Just like there's more than one way to skin a proverbial cat -- actual cats should never be skinned, regardless of methodology-- there's more than one way for an overseas club to attempt luring an NBA player in the event of a lockout. For example, Besiktas, the Turkish squad hoping to land Kobe Bryant, has reportedly been brainstorming ways to secure enough cash to make an Istanbul jaunt worth The Mamba's while.
Similarly, the Cheshire Cats over in merry ol' England are interested in securing the services of Ron Artest, but a lavish salary isn't feasible. Thus, they've found another way to appeal to Ron Ron's sensibilities. Per ESPN.com's Marc Stein:
Jets director Peter Hawkins told ESPN.com Thursday that his team, in an attempt to offset the monetary limitations it faces compared to clubs from bigger leagues in Europe, will try to get Artest prominent TV work in England, should he agree to join the Jets.
"You'll appreciate that we haven't got the means to entice someone of Ron's standing on financial grounds," Hawkins said. "Our commitment is to help raise Ron's profile in the UK in order to help him develop his music and movie career over here while playing basketball."
One possibility, according to a source with knowledge of the Jets' plans, is trying to find Artest a role on a British soap opera.

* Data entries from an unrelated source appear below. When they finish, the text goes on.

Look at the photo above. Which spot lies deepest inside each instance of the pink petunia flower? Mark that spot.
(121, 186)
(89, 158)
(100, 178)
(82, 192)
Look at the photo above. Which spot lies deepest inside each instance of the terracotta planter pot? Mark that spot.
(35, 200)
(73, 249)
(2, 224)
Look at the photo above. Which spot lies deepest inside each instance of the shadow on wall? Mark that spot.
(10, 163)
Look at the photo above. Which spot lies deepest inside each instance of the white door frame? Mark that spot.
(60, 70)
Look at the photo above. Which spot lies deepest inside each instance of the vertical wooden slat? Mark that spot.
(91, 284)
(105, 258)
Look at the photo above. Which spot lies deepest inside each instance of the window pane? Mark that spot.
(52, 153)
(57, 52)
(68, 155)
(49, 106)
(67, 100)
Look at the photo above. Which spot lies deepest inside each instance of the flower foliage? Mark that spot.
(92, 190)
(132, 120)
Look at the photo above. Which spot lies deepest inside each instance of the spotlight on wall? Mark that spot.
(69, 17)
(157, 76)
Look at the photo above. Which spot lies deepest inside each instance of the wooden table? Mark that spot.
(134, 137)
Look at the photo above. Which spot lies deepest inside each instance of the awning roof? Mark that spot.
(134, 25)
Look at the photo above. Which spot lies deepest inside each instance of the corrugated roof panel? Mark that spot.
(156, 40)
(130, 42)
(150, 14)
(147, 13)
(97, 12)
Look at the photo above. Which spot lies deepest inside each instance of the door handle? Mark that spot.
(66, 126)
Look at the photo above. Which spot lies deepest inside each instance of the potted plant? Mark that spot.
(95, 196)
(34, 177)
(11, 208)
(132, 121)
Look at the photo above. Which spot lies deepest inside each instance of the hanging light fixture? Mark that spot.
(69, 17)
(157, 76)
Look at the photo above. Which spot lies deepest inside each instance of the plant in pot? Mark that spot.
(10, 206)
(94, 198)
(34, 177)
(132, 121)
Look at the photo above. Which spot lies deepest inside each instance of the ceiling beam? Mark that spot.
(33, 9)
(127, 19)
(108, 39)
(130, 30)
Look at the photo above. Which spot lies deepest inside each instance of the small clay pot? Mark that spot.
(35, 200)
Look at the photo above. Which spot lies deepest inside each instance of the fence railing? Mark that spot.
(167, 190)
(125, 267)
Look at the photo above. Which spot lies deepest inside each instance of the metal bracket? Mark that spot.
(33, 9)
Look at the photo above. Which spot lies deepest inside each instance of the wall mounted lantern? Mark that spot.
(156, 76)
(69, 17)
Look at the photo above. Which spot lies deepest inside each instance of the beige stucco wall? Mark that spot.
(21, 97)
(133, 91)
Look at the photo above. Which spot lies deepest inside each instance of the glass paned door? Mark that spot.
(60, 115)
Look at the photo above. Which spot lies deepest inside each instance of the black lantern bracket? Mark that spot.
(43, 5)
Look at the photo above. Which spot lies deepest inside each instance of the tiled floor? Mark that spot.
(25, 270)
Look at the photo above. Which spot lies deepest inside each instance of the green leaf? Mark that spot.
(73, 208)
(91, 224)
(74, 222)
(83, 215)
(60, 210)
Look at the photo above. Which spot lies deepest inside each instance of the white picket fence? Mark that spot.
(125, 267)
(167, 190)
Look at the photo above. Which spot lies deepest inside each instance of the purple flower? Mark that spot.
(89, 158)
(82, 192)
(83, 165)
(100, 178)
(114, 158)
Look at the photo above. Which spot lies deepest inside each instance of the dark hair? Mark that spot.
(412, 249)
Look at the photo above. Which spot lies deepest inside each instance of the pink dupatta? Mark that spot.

I've been on record several times with my objections to Kobe playing for Besiktas, or any legitimate overseas squad. A title with Besiktas adds roughly zilch to Kobe's resume and he couldn't possibly need the money that badly. (Even if he does, I have a feeling opportunities to earn cash will present themselves even without stepping on a court.) In the meantime, Kobe has recurring injuries, the mileage of nearly 19 NBA seasons when you include the playoffs, and a relatively short window as an indisputably elite NBA player. I just don't think such a low reward scenario is worth Kobe's time and energy.
Ron's potential venture in England also concerns me, but for different reasons. Obviously, the injury risks are the same for both players. However, Ron doesn't have nearly the same impact as Kobe on the Lakers' fortunes and quite frankly, even at peak health, Artest is one of maybe five NBA players whose hops don't make Luke Walton jealous. Most fans have deemed Ron in steep decline as it is. A major ailment notwithstanding, I'm not sure additional wear and tear would be markedly noticeable.
Instead, what concerns me more is Ron being theoretically enticed in large part by the opportunity to appear on British soap operas, among other projects. Artest's moth-to-flame relationship with the spotlight has never been a secret. The guy lives to entertain, whether through a music career, boxer-clad Jimmy Kimmel Show appearances or blowing kisses to the crowd. In the beginning, these impulses felt more quirky than problematic. "Ron being Ron," if you will. Plus, the Lakers were winning and Ron's desire couldn't be questioned.
However, when time in the limelight increases while stats simultaneously decrease, it becomes easier to wonder about Ron growing distracted. That basketball is being viewed as a means of celebrity, rather than celebrity being the byproduct of basketball. Obviously, it's not impossible to balance these worlds. Lamar Odom, certainly no stranger to questions about focus, had the best season of his career while filming a reality TV show with Khloe Kardashian, a PR machine who by all accounts has actually grounded LO. Stranger things have happened than mutual success in basketball and Hollywood.
However, should a lovable but flighty player actually choose a basketball squad because of the fit with his filming schedule, it raises eyebrows, if not red flags. Should the chance to build your brand among England's couch potatoes really be such an attraction? No doubt, a shot at the British equivalent of a Daytime Emmy is one heckuva lure, but considering the sub-par season Ron just endured, it would be reassuring if basketball appeared at least a consideration. Thus far, I haven't gotten that vibe. Even as someone who has often defended Artest's intentions, and even acknowledging we're a long way from a signed dotted line, something about this doesn't sit well for me.
To borrow a phrase made famous by TV, I hope Ron hasn't jumped the shark.